Where this team really stands a chance to gain some ground is in the starting pitching department. The staff’s best pitcher, Garrett Richards, will be coming back from a gruesome knee injury and if he can make a full recovery, that’s a big bonus. Jered Weaver no longer has the ability to carry a starting rotation and highly compensated #2 starter C.J. Wilson pitched so poorly this season that he’s lucky to still have a job.

The hope is that young pitchers like Hector Santiago, Matt Shoemaker, and others can make a jump next year. Shoemaker came out of nowhere and basically pulled the Angels’ bacon out of the fire, posting a 3.04 ERA in 136 innings. I don’t think Los Angeles should count on getting that kind of performance again, especially if you look at Shoemaker’s minor league numbers.
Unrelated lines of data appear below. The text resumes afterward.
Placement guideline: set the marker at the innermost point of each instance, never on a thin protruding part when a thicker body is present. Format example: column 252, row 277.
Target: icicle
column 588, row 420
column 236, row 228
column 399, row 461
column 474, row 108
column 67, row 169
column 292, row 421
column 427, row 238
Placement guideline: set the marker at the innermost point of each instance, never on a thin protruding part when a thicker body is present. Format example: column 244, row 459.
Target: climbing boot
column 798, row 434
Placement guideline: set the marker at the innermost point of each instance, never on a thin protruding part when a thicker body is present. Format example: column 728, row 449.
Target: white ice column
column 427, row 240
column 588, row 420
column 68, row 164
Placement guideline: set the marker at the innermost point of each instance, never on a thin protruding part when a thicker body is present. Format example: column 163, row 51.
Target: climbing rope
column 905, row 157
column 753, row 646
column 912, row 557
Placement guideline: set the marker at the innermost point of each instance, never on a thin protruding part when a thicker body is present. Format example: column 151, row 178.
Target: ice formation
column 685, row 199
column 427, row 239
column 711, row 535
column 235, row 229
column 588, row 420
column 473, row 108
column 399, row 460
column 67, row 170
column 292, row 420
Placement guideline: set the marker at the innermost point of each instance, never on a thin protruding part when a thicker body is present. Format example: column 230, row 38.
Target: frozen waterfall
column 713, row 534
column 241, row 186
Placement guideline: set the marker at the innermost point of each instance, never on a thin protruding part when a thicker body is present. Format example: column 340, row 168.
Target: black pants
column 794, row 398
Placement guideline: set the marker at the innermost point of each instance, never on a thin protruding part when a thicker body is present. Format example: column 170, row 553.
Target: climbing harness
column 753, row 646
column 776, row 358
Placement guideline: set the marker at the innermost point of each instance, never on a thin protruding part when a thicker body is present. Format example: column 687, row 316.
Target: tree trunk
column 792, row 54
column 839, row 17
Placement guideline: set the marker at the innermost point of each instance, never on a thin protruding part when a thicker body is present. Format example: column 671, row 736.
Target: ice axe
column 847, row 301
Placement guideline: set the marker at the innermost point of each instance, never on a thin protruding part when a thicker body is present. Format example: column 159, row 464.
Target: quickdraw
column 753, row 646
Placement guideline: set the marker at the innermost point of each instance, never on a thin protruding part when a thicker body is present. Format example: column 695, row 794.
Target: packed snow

The two seasons prior at Triple-A Salt Lake he managed to post an ERA just north of 5.00. Relying on him as anything more than back of the rotation help would probably be a mistake.

Instead the Angels should take a look through the bargain bin to see what might be available. Aaron Harang and Ryan Vogelsong should both be available for less than $8 million next year which would be well within Los Angeles’ budget. Either option would offer some quality bottom-of-the-rotation depth that the Angels desperately need. Ground ball maestro Justin Masterson could also be a solid bounce-back candidate after struggling through a rough season in St. Louis. If he can get his control problems corrected (Masterson walked a career-high 4.8 batters per 9), Los Angeles has quality defense up the middle of the diamond which could he use to his advantage.